If your like me and are dealing with a complex CRUD application using the API Gateway any common API performance testing tool will suffice. (Please dont use JMeter.)
Measuring Lambdas
Unfortunately you always need to test software performance to make sure it's actually performant. Time to dig into that then!
What to Measure
- Invocation Errors: Count the number of errors occurring during Lambda invocations.
- Concurrency: Monitor how many requests the Lambda function can handle simultaneously.
- Memory Usage: Measure the memory used by the Lambda function during execution.
- Execution Duration: Measure the time the function takes to execute the business logic.
- Cold Start Duration: Measure the time taken for AWS Lambda to initialize during a cold start.
- Request Latency: Track the end-to-end latency from when the request is made to when the response is received.
Cold Starts
Let's dive into an aspect I haven't discussed yet: Cold Starts. They're a more significant issue for Lambdas than traditional servers because each lambda runtime starts from fresh. Cold starts mean functions that heavily depend on state can face performance bottlenecks. So if you rely on an app that needs heavy usage of memory consider alternative options
Reporting and Evidence
Providing evidence of lambda performance is actually one of the easy parts of using Lambda .
AWS Lambda Dashboard
The default Lambdas dashboards are great!
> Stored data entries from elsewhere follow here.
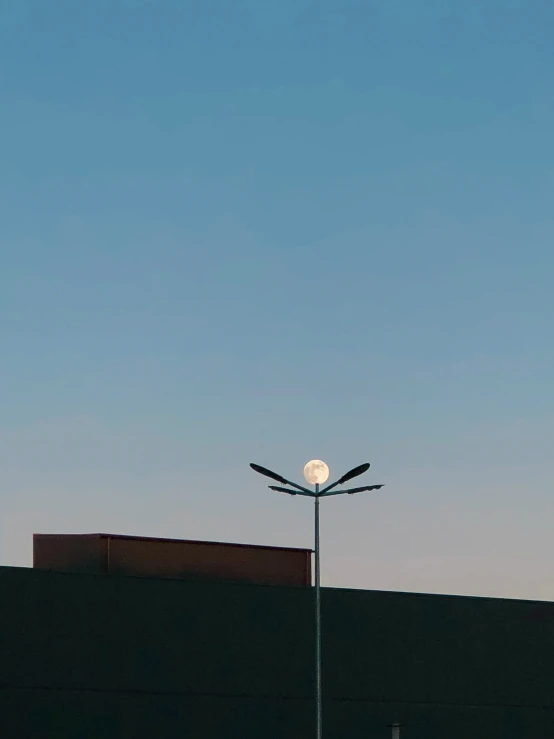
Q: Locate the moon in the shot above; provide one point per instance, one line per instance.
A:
(316, 472)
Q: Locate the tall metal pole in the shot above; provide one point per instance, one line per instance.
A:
(318, 700)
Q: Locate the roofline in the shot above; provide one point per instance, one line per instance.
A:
(177, 541)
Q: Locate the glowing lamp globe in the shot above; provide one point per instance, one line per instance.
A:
(316, 472)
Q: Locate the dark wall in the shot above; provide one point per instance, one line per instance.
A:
(104, 656)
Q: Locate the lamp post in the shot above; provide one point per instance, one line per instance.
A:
(316, 473)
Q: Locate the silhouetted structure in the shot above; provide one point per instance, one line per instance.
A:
(85, 656)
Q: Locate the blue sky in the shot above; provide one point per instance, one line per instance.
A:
(258, 231)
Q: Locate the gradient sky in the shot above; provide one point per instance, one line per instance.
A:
(249, 230)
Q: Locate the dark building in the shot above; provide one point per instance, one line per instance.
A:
(90, 655)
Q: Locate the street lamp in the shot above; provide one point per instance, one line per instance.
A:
(316, 473)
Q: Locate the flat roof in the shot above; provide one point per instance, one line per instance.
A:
(178, 541)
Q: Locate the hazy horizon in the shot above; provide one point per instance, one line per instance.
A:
(267, 232)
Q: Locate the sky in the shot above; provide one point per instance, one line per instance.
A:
(259, 231)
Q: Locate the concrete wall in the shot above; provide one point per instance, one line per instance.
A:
(107, 656)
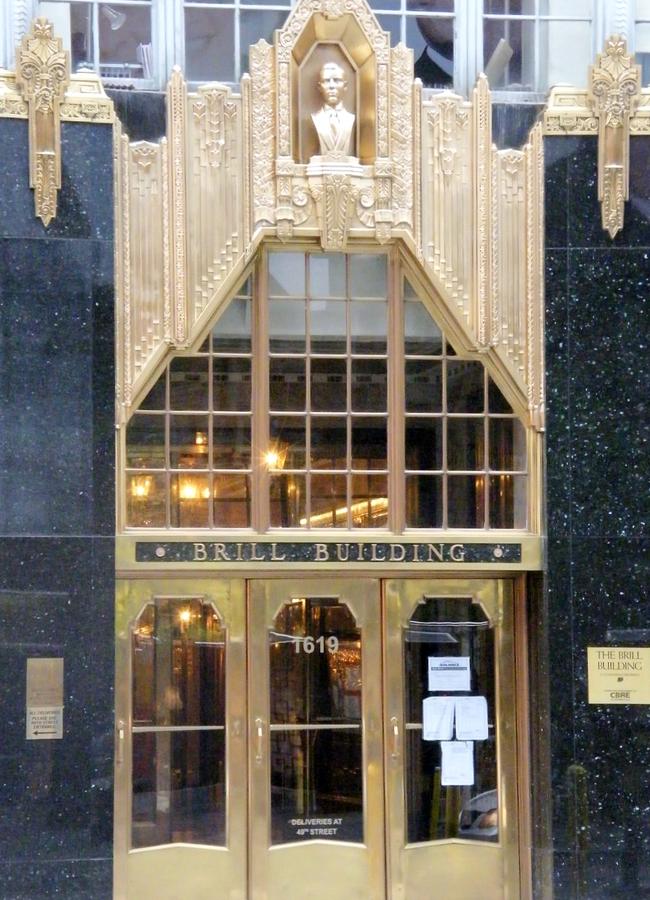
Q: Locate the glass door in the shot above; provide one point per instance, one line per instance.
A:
(450, 747)
(316, 775)
(180, 792)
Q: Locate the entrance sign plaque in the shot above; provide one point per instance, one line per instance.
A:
(619, 675)
(44, 699)
(324, 552)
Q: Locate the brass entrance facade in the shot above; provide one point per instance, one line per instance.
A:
(272, 744)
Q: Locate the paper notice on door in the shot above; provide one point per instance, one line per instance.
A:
(457, 763)
(449, 673)
(438, 718)
(471, 719)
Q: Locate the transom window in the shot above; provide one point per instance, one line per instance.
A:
(355, 412)
(524, 45)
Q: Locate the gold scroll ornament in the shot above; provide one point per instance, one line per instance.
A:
(614, 93)
(42, 76)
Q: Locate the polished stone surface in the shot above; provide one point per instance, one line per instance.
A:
(597, 497)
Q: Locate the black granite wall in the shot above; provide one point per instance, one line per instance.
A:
(596, 590)
(57, 516)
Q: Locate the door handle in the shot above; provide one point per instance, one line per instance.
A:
(119, 750)
(259, 737)
(395, 729)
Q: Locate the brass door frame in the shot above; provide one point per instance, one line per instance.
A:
(182, 869)
(414, 868)
(354, 870)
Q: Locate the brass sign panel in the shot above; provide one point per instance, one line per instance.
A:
(619, 675)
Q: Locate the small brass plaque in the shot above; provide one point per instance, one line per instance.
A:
(619, 674)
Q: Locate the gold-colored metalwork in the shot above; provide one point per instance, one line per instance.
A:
(43, 73)
(453, 867)
(43, 91)
(329, 868)
(182, 869)
(614, 107)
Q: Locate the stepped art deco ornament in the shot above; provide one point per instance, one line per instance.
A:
(614, 88)
(333, 123)
(42, 76)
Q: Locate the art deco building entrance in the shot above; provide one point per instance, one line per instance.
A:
(273, 745)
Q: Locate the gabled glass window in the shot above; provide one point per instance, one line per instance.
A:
(355, 412)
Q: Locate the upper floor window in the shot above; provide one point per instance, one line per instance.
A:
(325, 397)
(523, 45)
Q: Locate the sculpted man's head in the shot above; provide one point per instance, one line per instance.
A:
(332, 83)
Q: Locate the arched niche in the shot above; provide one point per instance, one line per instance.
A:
(343, 41)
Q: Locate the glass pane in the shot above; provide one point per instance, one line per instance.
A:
(190, 498)
(507, 445)
(287, 326)
(231, 384)
(146, 500)
(369, 385)
(288, 501)
(327, 326)
(232, 501)
(209, 44)
(423, 443)
(125, 49)
(287, 387)
(369, 443)
(81, 36)
(432, 40)
(326, 275)
(368, 275)
(188, 442)
(315, 659)
(286, 275)
(466, 444)
(231, 442)
(496, 401)
(256, 24)
(509, 53)
(316, 786)
(188, 383)
(466, 501)
(369, 501)
(423, 385)
(145, 442)
(328, 501)
(328, 443)
(507, 501)
(232, 333)
(369, 326)
(464, 386)
(328, 385)
(424, 501)
(179, 788)
(448, 627)
(422, 337)
(178, 648)
(157, 397)
(288, 442)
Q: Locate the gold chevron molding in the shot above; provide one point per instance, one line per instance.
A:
(43, 91)
(614, 107)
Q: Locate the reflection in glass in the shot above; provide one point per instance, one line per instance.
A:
(448, 627)
(178, 663)
(316, 685)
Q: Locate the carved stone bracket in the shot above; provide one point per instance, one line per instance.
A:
(43, 73)
(614, 107)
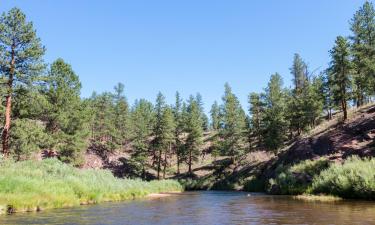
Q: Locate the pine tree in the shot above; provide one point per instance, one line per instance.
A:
(234, 125)
(163, 131)
(142, 117)
(275, 123)
(179, 129)
(168, 135)
(20, 60)
(65, 115)
(257, 113)
(340, 70)
(102, 122)
(204, 118)
(195, 132)
(215, 116)
(121, 119)
(363, 49)
(298, 70)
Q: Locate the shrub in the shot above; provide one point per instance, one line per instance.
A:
(355, 178)
(30, 185)
(254, 185)
(296, 179)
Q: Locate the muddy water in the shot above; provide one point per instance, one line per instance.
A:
(207, 208)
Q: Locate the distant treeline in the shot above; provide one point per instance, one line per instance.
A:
(42, 108)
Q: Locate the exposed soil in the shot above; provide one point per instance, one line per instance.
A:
(332, 139)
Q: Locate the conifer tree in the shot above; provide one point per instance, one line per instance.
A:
(121, 119)
(179, 129)
(168, 135)
(204, 118)
(142, 117)
(234, 125)
(195, 132)
(257, 113)
(215, 116)
(275, 123)
(363, 50)
(340, 70)
(20, 60)
(65, 115)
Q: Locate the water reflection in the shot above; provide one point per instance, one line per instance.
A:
(207, 208)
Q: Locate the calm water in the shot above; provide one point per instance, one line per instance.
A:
(207, 208)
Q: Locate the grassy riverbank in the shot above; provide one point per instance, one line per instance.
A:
(316, 179)
(33, 186)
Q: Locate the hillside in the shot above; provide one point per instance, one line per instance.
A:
(332, 140)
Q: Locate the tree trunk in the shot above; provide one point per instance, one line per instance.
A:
(343, 104)
(159, 164)
(190, 159)
(8, 106)
(7, 125)
(178, 163)
(165, 161)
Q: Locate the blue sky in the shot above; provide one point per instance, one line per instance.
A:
(190, 46)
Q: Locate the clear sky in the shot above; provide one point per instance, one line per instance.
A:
(186, 45)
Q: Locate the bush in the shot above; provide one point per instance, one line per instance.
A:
(254, 185)
(30, 185)
(28, 136)
(296, 179)
(355, 178)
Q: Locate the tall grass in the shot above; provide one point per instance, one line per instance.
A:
(296, 179)
(355, 178)
(32, 186)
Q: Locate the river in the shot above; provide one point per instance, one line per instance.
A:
(207, 207)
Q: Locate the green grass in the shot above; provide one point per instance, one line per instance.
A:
(296, 179)
(355, 178)
(32, 186)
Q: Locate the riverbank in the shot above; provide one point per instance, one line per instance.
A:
(33, 186)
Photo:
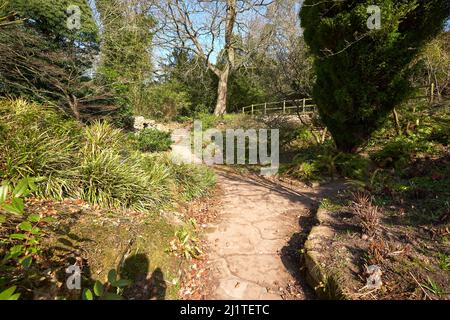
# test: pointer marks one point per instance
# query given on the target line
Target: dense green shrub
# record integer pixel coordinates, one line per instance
(97, 163)
(363, 74)
(398, 151)
(153, 140)
(165, 100)
(353, 166)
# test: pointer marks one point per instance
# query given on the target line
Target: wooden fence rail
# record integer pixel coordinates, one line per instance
(285, 107)
(305, 106)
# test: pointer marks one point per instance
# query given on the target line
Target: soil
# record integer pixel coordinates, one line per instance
(253, 247)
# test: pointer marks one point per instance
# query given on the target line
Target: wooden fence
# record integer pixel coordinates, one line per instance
(286, 106)
(305, 106)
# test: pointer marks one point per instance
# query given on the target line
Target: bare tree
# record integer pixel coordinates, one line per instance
(214, 29)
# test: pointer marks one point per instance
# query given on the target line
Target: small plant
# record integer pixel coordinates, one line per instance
(186, 243)
(305, 171)
(367, 213)
(103, 291)
(444, 261)
(433, 287)
(23, 234)
(9, 294)
(152, 140)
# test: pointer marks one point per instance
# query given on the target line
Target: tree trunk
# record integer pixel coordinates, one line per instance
(222, 91)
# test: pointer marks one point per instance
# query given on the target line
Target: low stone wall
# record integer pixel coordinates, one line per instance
(325, 283)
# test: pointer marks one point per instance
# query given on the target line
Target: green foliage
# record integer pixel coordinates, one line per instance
(96, 163)
(9, 294)
(125, 63)
(153, 140)
(50, 17)
(199, 85)
(398, 151)
(21, 234)
(165, 100)
(186, 242)
(363, 74)
(35, 141)
(104, 291)
(353, 166)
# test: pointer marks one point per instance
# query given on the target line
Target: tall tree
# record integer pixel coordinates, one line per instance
(126, 48)
(211, 27)
(44, 59)
(362, 74)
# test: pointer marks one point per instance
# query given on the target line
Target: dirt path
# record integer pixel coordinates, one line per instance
(254, 246)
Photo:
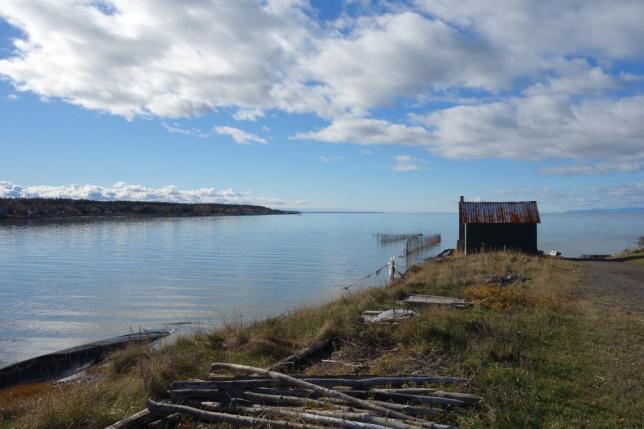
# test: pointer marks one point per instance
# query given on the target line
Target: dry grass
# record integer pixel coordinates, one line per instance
(538, 351)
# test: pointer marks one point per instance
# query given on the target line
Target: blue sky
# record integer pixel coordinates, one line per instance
(395, 106)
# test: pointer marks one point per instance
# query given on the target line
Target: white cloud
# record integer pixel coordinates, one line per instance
(327, 159)
(126, 192)
(240, 136)
(248, 114)
(614, 196)
(593, 169)
(542, 127)
(149, 57)
(559, 58)
(549, 28)
(177, 129)
(405, 163)
(368, 132)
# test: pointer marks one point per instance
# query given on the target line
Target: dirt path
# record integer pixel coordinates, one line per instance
(615, 283)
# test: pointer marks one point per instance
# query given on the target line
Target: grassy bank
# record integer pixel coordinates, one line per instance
(539, 352)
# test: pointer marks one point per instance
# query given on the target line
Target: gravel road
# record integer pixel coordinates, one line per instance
(616, 283)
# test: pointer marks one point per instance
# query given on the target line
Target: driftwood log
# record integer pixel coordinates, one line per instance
(233, 419)
(318, 389)
(351, 381)
(256, 397)
(318, 350)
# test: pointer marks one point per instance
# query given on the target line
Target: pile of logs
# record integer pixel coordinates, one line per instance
(256, 397)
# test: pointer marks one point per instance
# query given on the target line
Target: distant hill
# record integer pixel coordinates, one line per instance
(620, 210)
(36, 208)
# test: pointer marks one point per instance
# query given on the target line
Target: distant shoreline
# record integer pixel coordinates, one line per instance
(29, 209)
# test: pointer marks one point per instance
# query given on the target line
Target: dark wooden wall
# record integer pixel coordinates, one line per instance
(498, 236)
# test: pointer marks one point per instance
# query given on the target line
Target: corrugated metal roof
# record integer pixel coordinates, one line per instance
(499, 212)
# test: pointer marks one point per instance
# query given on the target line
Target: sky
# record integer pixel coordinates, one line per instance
(352, 105)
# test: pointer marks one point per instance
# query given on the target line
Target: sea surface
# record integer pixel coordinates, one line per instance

No setup required, want proof of good performance just send a link to this, it makes assessing performance easy. (And one of the reasons to use serverless!)

Steampipe
I've been using Steampipe recently, another great tool to look at. You can query lambdas individually for there statistics and with larger AWS estates can more easily spot misconfigured lambdas. And given that the results are often SQL you can do some pretty nifty aggregations too! Steampipe you can write queries like below to pull out all the lambda configurations in a view:
SELECT name,
memory_size,
timeout
FROM aws_lambda_function
In Conclusion
AWS Lambdas are not a miracle solution to the server maintenance problem, there's a whole ton of thought and configuration required. So when using serverless beware!